ABSTRACT

When there is incontrovertible evidence of a person contracting a disease such as tuberculosis as a result of being infected in an aircraft while on board, liability issues pertaining to the airline arising from the incident may involve principles of private air carrier liability. The Warsaw Convention of 19291 provides that the carrier is liable for damage sustained in the event of death or wounding of a passenger, or any other bodily injury suffered by a passenger, if the accident which caused the damage so sustained took place on board the aircraft or in the course of any of the operations of embarking or disembarking.

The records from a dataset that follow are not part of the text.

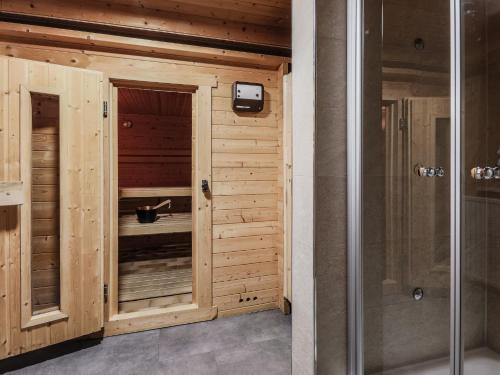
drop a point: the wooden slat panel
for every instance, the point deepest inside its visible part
(245, 229)
(244, 187)
(245, 174)
(245, 160)
(244, 243)
(244, 132)
(246, 215)
(152, 19)
(246, 299)
(258, 120)
(244, 271)
(245, 257)
(245, 146)
(245, 285)
(244, 201)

Of course, on the face of the provision, the words ‘wounding’ and ‘bodily injury’ do not necessarily lend themselves to being associated with infection. A fortiori, according to the Warsaw Convention, the wounding or injury must be caused by ‘accident’, which is not typically a synonym for ‘infection’. However, the recent decision in El Al Israel Airlines Limited v. Tseng2 introduced a new dimension to the word ‘accident’ under the Warsaw Convention by giving it pervasive scope to include such acts as security body searches performed by the airlines. In this context, the word ‘accident’ loses its fortuity and it becomes applicable to an expected or calculated act. Thus, if an airline knows or ought to have known that an infected passenger was on board its flight, causing others on board to be infected, it may well mean that the act of the airline would be construed by the courts as an accident within the purview of the Warsaw Convention.